IN : de nombreux pays, et notamment la France, semblaient pourtant mal préparés pour gérer une telle épidémie…
B.D. : il est vrai que la France a manqué de masques, de gel hydroalcoolique et de respirateurs, mais comment se préparer à toutes les catastrophes possibles et imaginables comme un tsunami, un tremblement de terre ou une chute de météorites ? Les masques ont une durée de vie limitée et des respirateurs auraient été inutiles si le virus s’était attaqué à notre système digestif. Il est donc difficile de tout anticiper et de vouloir se garantir de tout. La société actuelle a tendance à refuser le risque et à oublier que le fait même d’être vivant signifie courir des risques : ceux d’être blessé, malade ou mort. Lorsque des pandémies sont survenues dans un passé assez récent, grippe espagnole après la première guerre mondiale et grippe de Hong-Kong en 1968, la population était plus fataliste et acceptait qu’une maladie puisse faire de très nombreux morts. Ce n’est plus le cas aujourd’hui, ce qui est un vrai progrès, mais qui ne peut pas tendre vers un risque zéro.
IN : le confinement était-il la bonne méthode pour ralentir la propagation du coronavirus ?
B.D. : le confinement a permis de limiter le nombre de décès. Les études parlent de 70.000 morts évités rien qu’en France. Si l’on compare la Suède, pays sans confinement, à son voisin la Norvège qui sont deux pays assez similaires, il y a eu, en proportion de la population, huit fois plus de décès en Suède qu’en Norvège. On peut donc juger que le confinement a fonctionné même si son impact économique va être très lourd (NDLR, lire à ce sujet l’article paru dans La Quotidienne, Résilience productive: une économie mondiale dépendante à repenser)
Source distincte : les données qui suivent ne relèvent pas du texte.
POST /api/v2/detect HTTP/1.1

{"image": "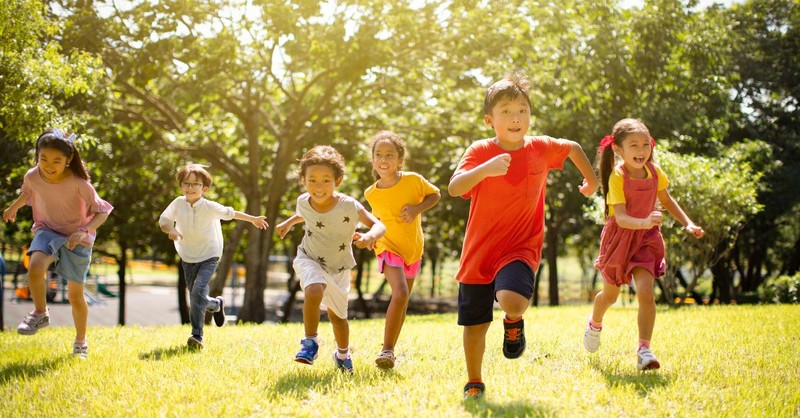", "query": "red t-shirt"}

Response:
[453,136,572,284]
IN : comment éviter l’arrivée de nouvelles pandémies dans les années à venir ?
B.D. : il faudrait tout d’abord réduire nos emprises sur les espaces naturels, à commencer par la déforestation ce qui permettrait de conserver une certaine distance avec les espèces sauvages. Limiter les déplacements permettrait en outre qu’une épidémie reste locale plus longtemps ce qui nous donnerait le temps d’anticiper et de s’y préparer. Avec la Covid-19, nous avons eu finalement assez peu de temps entre le moment où sa gravité a été comprise et son arrivée chez nous. Diversifier nos élevages et protéger le plus grand nombre possible d’espèces permettrait aux pathogènes de ne pas viser uniquement l’espèce gagnante c’est-à-dire… nous. Depuis plusieurs siècles, la médecine a aussi pris l’habitude de gérer les conséquences d’une maladie et moins ses causes. Il faudrait changer cette vision des choses. Les santés humaines, animales et celle des écosystèmes sont liées. Depuis quelques temps, les relations entre les humains et les autres animaux sont peu à peu prises en compte mais la dimension environnementale est encore trop souvent oubliée. J’espère que cette pandémie changera cela. Les médias commencent aujourd’hui à écouter ce type de discours. J’espère qu’ils seront entendus.